2

How can I find words with three or more vowels of the same kind with a regular expression using back referencing?

I'm searching in text with a 3-column tab format "Word+PoS+Lemma".

This is what I have so far:

ggrep -P -i --colour=always '^\w*([aeioueöäüèéà])\w*?\1\w*?\1\w*?\t' filename

However, this gives me words with three vowels but not of the same kind. I'm confused, because I thought the back referencing would refer to the same vowel it found in the brackets? I solved this problem by changing the .*? to \w*.

Thanks for the help!

sgelena
  • 23
  • 5

3 Answers3

2

Your regex looks too complicated, not sure what you're trying to accomplish with the .*? but the usage looks suspect.
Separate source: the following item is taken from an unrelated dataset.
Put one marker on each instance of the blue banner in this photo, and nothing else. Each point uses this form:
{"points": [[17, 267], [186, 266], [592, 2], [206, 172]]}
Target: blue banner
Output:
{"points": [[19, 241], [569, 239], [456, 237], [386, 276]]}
I'd use something like:

([aeioueöäüèéà])\1\1

i.e. match a vowel as a capture group, then say you need two more.

Didn't realise you wanted to allow other letters between vowels, just allow zero or more "word" letters between backreferences:

([aeioueöäüèéà])(\w*\1){2}
Sam Mason
  • 15,216
  • 1
  • 41
  • 60
  • demo: https://regexr.com/6vgfr – Sam Mason Oct 05 '22 at 21:23
  • Hi but doesn't that match three vowels in a row? I'm looking for words like 'beseelen' too, which e.g. has three e's. I just changed the `.*?` to `\w*?`. – sgelena Oct 05 '22 at 21:24
  • why do you keep putting `*?`, I'd suggest looking at a regex reference page. you're saying optionally match zero or more, but allowing zero implies it's optional! – Sam Mason Oct 05 '22 at 22:13
1

I suggest with GNU grep:

grep -E --colour=always -i '\b\w*([aeioueöäüèéà])(\w*\1){2,}\w*'

See: The Stack Overflow Regular Expressions FAQ

Cyrus
  • 84,225
  • 14
  • 89
  • 153
-1

Using grep

$ grep -E '(([aeioueöäüèéà])[^\2]*){3,}' input_file
HatLess
  • 10,622
  • 5
  • 14
  • 32